Explicar vs valorar – Otra de las grandes diferencias entre certificado, informe y dictamen se puede encontrar en el tipo de texto y el trabajo y trato que se le da a la información que aportan. Mientras que un informe es un texto expositivo en el que la información que se proporciona es objetiva y sin contener ninguna interpretación o subjetividad, el dictamen incluye además de las explicación de la situación un componente de valoración y de decisión respecto a qué hacer con dicha información.

  • De este modo, el dictamen incorpora una cierta subjetividad al contenido, pues se interpretan los datos para generar una conclusión;
  • Por último en lo que respecta al certificado, si bien su contenido hace referencia a la conclusión final que se ha obtenido mediante un proceso de análisis con la posibilidad de que existan o no sesgos y subjetividades, estamos ante un documento cuyo contenido se limita a describir la conclusión o resultado en sí;

Así pues, el certificado no implica un acto de valoración sino que es el reflejo de la valoración realizada anteriormente.

¿Cómo hacer un informe médico de discapacidad?

¿Cuánto cuesta un informe médico en Perú?

Certificado médico privado – Es el documento a través del cual el médico certifica el diagnóstico, tratamiento, descanso físico necesario y período total del descanso. Puede ser emitido en el formato regulado por el Colegio Médico del Perú, Colegio de Obstetrices del Perú o Colegio Odontológico del Perú o en el recetario de uso regular del profesional médico.

Para obtener este certificado, es necesario que el trabajador paciente pase por consulta médica.
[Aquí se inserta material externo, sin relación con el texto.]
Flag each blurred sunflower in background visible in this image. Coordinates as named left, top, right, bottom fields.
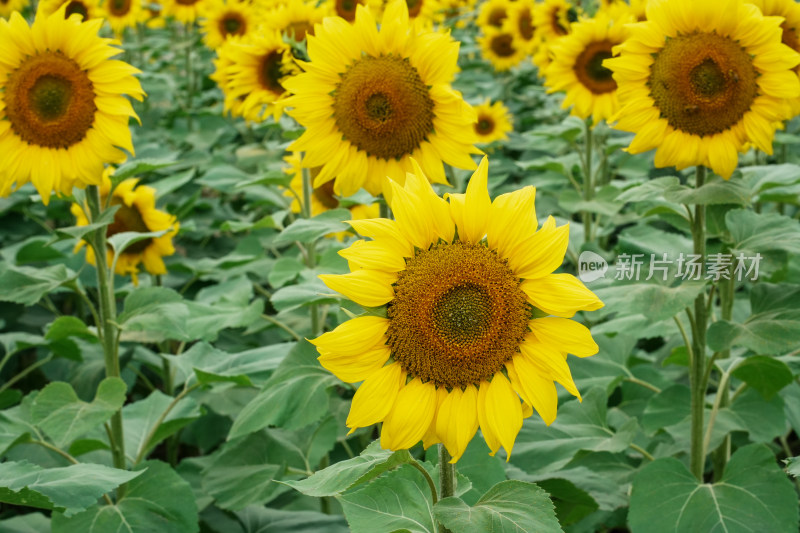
left=200, top=0, right=257, bottom=50
left=604, top=0, right=800, bottom=179
left=474, top=98, right=514, bottom=143
left=544, top=12, right=635, bottom=124
left=311, top=158, right=603, bottom=462
left=70, top=167, right=180, bottom=285
left=0, top=5, right=144, bottom=204
left=284, top=0, right=479, bottom=196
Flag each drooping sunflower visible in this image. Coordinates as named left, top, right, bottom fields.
left=604, top=0, right=800, bottom=179
left=0, top=0, right=29, bottom=19
left=474, top=98, right=514, bottom=143
left=284, top=0, right=479, bottom=196
left=749, top=0, right=800, bottom=118
left=200, top=0, right=257, bottom=50
left=283, top=153, right=380, bottom=241
left=312, top=158, right=603, bottom=462
left=478, top=26, right=528, bottom=72
left=70, top=167, right=180, bottom=285
left=0, top=6, right=144, bottom=204
left=544, top=11, right=634, bottom=123
left=101, top=0, right=147, bottom=35
left=211, top=29, right=297, bottom=122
Deberá comprar este documento, cuyo precio oscila entre los 15 y 18 soles, dependiendo del lugar de la compra (farmacias, clínicas, consultorios particulares).

Este documento, conocido también como especie valorada , debe ser estrictamente llenado por el personal médico, quien no cobrará dinero alguno por su llenado. .

¿Que tiene que tener un certificado médico para el trabajo?

CERTIFICADO MEDICO DE CONTROL LABORAL –

  • Debe incluir los datos de la persona y motivo de la consulta.
  • Diagnóstico de certeza o presuntivo que motiva la entrega de este certificado y el consejo médico de reposo.
  • Cita de nuevo control o la fecha de alta médica.
  • En observaciones puede expresar alguna consideración referente a la patología o dolencia del paciente.

¿Cuánto tiempo dura un informe médico?

¿Cuánto tiempo pueden conservar mi historia clínica? – Los hospitales y centros sanitarios están obligados a guardar el historial médico de los paciente durante un mínimo de 5 años desde el registro de cada dato concreto. En cualquier caso, la documentación deberá mantenerse durante el tiempo necesario para el adecuado tratamiento del paciente.

¿Qué es Dictamen informe y certificado médico?

Explicar vs valorar – Otra de las grandes diferencias entre certificado, informe y dictamen se puede encontrar en el tipo de texto y el trabajo y trato que se le da a la información que aportan. Mientras que un informe es un texto expositivo en el que la información que se proporciona es objetiva y sin contener ninguna interpretación o subjetividad, el dictamen incluye además de las explicación de la situación un componente de valoración y de decisión respecto a qué hacer con dicha información.

  1. De este modo, el dictamen incorpora una cierta subjetividad al contenido, pues se interpretan los datos para generar una conclusión;
  2. Por último en lo que respecta al certificado, si bien su contenido hace referencia a la conclusión final que se ha obtenido mediante un proceso de análisis con la posibilidad de que existan o no sesgos y subjetividades, estamos ante un documento cuyo contenido se limita a describir la conclusión o resultado en sí;

Así pues, el certificado no implica un acto de valoración sino que es el reflejo de la valoración realizada anteriormente.

¿Cómo hacer un informe médico de discapacidad?

¿Cómo solicitar el informe médico de síntesis?

Cómo solicitar el informe médico de síntesis – Sí, tienes derecho a pedir este informe , que como especificábamos líneas arriba no va incorporado en la carta de resolución de la incapacidad. Debes solicitarlo al INSS (o al SGAM en la Comunidad Autónoma de Cataluña).